Même si les commissions des valeurs mobilières ont conclu que les faits de cette affaire ne permettaient pas de conclure qu’il s’était formé une relation d’alliés, les motifs permettent d’établir une distinction entre les parties en opposition dans le cadre d’une opération et les actionnaires et initiateurs qui coordonnent leurs efforts afin d’atteindre un résultat planifié. Les motifs laissent la porte ouverte à une conclusion différente dans un certain nombre de situations. Par exemple :

  • Teneur des renseignements. Les commissions des valeurs mobilières ont laissé entendre que la communication de renseignements importants qui n’ont pas été rendus publics pourrait permettre de conclure qu’il existe une relation d’alliés. Si une telle communication est « claire et importante, cela pourrait suggérer un degré de coopération qui permettrait de conclure que les actionnaires sont de mèche avec l’initiateur et participent à la planification de l’offre dans une mesure qui va au-delà d’une recherche légitime de maximisation du prix et de la liquidité de leurs actions. »

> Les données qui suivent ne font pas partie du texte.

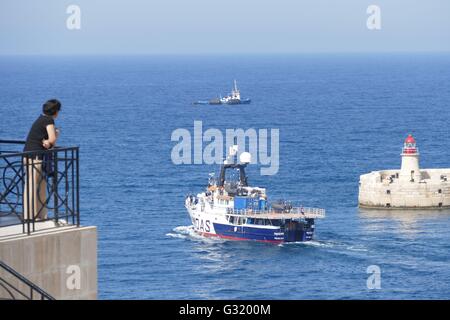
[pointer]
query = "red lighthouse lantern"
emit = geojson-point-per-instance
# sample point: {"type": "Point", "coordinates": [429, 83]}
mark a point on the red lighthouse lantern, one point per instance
{"type": "Point", "coordinates": [409, 147]}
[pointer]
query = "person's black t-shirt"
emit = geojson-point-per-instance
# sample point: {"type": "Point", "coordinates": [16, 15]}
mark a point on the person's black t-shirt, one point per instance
{"type": "Point", "coordinates": [38, 133]}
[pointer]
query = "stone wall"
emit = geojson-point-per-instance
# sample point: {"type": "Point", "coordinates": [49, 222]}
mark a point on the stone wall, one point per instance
{"type": "Point", "coordinates": [377, 190]}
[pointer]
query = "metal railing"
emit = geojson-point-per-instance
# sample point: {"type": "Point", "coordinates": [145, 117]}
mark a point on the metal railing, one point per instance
{"type": "Point", "coordinates": [13, 292]}
{"type": "Point", "coordinates": [38, 186]}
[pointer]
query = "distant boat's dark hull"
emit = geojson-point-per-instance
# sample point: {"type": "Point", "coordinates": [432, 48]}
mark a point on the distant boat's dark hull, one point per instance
{"type": "Point", "coordinates": [218, 102]}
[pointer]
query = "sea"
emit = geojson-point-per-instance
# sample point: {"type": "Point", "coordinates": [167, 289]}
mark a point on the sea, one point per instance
{"type": "Point", "coordinates": [338, 116]}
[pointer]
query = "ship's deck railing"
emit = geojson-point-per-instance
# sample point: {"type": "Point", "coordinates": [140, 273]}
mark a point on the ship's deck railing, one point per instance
{"type": "Point", "coordinates": [17, 287]}
{"type": "Point", "coordinates": [38, 186]}
{"type": "Point", "coordinates": [308, 213]}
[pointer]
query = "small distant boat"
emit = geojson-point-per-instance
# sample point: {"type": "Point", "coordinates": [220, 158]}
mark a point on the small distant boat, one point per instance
{"type": "Point", "coordinates": [233, 98]}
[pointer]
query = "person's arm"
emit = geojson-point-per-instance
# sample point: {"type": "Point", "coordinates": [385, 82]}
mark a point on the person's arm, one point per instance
{"type": "Point", "coordinates": [51, 141]}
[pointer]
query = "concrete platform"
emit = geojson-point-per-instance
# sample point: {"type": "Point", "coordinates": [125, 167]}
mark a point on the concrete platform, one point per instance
{"type": "Point", "coordinates": [55, 257]}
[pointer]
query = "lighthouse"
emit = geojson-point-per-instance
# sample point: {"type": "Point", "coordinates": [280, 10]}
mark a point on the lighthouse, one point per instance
{"type": "Point", "coordinates": [408, 188]}
{"type": "Point", "coordinates": [410, 161]}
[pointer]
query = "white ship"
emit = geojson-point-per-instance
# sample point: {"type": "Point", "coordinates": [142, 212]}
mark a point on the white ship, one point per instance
{"type": "Point", "coordinates": [231, 209]}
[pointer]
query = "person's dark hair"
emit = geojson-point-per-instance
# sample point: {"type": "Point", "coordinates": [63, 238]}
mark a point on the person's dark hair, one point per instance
{"type": "Point", "coordinates": [51, 107]}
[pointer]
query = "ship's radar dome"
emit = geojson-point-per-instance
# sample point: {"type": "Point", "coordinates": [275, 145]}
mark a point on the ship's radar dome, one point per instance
{"type": "Point", "coordinates": [245, 157]}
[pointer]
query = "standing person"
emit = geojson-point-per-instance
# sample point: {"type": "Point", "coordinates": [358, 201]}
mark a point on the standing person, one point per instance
{"type": "Point", "coordinates": [42, 136]}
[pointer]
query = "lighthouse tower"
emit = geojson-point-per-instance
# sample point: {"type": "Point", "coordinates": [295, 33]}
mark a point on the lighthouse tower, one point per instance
{"type": "Point", "coordinates": [410, 161]}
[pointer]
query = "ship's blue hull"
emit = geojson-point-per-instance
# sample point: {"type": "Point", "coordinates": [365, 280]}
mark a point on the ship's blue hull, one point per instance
{"type": "Point", "coordinates": [278, 235]}
{"type": "Point", "coordinates": [218, 102]}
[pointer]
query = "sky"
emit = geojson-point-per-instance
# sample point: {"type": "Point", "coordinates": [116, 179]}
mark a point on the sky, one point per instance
{"type": "Point", "coordinates": [222, 26]}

  • Offres concurrentes. Les circonstances dans lesquelles a lieu la communication des renseignements importants qui n’ont pas été rendus publics sont tout aussi importantes que la teneur des renseignements communiqués. Si la communication d’information privilégiée à un initiateur lui confère un avantage quant au moment du dépôt de son offre en présence de deux ou de plusieurs offres concurrentes ou empêche une enchère d’avoir lieu ou fait par ailleurs obstacle à l’exercice du droit des actionnaires de décider entre des offres concurrentes, les commissions des valeurs mobilières sont considérablement plus susceptibles d’ouvrir la porte à des recours visant à garantir des conditions équitables.
  • Avantages spéciaux. La preuve que les actionnaires ayant convenu d’un dépôt reçoivent des avantages autres qu’un meilleur prix et une plus grande liquidité et qui créent un déséquilibre entre leurs intérêts et ceux des autres actionnaires pourrait permettre de conclure qu’il existe une relation d’alliés (en plus, bien sûr, d’être pertinente dans le cadre de l’analyse d’ « avantages accessoires » au terme du Règlement 61-101). II s’agit d’un nouvel élément dont il faudra tenir compte dans le cadre de l’analyse de la relation d’alliés. Il sera intéressant d’en voir l’application dans les décisions à venir.
  • Incidence des conventions de dépôt. Même si elles reconnaissent que les conventions de dépôt sont bien établies dans le domaine des fusions et acquisitions, les commissions des valeurs mobilières se réservent le droit d’invoquer leur compétence en matière d’intérêt public quant aux modalités des conventions de dépôt et quant au contexte dans lequel elles sont utilisées dans des affaires futures. Il reste donc à savoir si les conventions de dépôt qui renferment des dispositions hors-normes ou exceptionnellement contraignantes ou qui transfèrent de fait les droits de vote à l’initiateur ne pourraient pas soutenir la thèse qu’il existe une relation d’alliés.

1 Se reporter au bulletin de Davies daté du 3 janvier 2018, intitulé Les Commissions des valeurs mobilières se prononcent à l’égard de l’offre hostile opposant Aurora et CanniMed et au bulletin de Davies daté du 20 mars 2018, intitulé Affrontements sur l’herbe (partie II) : Pilules empoisonnées stratégiques et conventions de dépôt dans le cadre d’offres hostiles.